Motoki OGASAWARA Takanori NISHINO Kazuya TAKEDA
The separation and localization of sound source signals are important techniques for many applications, such as highly realistic communication and speech recognition systems. These systems are expected to work without such prior information as the number of sound sources and the environmental conditions. In this paper, we developed a dodecahedral microphone array and proposed a novel separation method with our developed device. This method refers to human sound localization cues and uses acoustical characteristics obtained by the shape of the dodecahedral microphone array. Moreover, this method includes an estimation method of the number of sound sources that can operate without prior information. The sound source separation performances were evaluated under simulated and actual reverberant conditions, and the results were compared with the conventional method. The experimental results showed that our separation performance outperformed the conventional method.

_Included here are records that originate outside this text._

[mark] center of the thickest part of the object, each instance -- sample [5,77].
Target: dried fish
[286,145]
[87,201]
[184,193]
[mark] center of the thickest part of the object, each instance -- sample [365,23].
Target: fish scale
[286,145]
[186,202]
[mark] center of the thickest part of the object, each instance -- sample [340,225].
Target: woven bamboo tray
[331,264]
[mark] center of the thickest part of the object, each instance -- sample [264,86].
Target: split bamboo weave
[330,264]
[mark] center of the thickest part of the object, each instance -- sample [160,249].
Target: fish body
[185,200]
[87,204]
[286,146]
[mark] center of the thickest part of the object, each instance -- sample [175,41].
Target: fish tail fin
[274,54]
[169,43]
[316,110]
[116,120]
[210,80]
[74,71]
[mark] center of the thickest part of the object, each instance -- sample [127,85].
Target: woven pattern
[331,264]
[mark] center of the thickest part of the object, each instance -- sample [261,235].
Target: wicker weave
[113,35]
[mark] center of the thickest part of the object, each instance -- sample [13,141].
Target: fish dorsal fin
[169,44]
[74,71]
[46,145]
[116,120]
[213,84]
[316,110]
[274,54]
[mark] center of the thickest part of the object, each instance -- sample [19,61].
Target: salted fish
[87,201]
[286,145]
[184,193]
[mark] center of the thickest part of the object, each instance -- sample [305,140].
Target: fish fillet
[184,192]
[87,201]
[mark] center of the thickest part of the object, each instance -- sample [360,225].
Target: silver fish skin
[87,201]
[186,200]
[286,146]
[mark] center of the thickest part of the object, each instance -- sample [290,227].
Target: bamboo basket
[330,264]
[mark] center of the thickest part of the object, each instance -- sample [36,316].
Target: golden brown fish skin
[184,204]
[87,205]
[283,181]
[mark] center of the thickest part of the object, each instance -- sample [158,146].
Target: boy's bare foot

Yusuke MIZUNO Kazunobu KONDO Takanori NISHINO Norihide KITAOKA Kazuya TAKEDA
Blind source separation is a technique that can separate sound sources without such information as source location, the number of sources, and the utterance content. Multi-channel source separation using many microphones separates signals with high accuracy, even if there are many sources. However, these methods have extremely high computational complexity, which must be reduced. In this paper, we propose a computational complexity reduction method for blind source separation based on frequency domain independent component analysis (FDICA) and examine temporal data that are effective for source separation. A frame with many sound sources is effective for FDICA source separation. We assume that a frame with a low kurtosis has many sound sources and preferentially select such frames. In our proposed method, we used the log power spectrum and the kurtosis of the magnitude distribution of the observed data as selection criteria and conducted source separation experiments using speech signals from twelve speakers. We evaluated the separation performances by the signal-to-interference ratio (SIR) improvement score. From our results, the SIR improvement score was 24.3dB when all the frames were used, and 23.3dB when the 300 frames selected by our criteria were used. These results clarified that our proposed selection criteria based on kurtosis and magnitude is effective. Furthermore, we significantly reduced the computational complexity because it is proportional to the number of selected frames.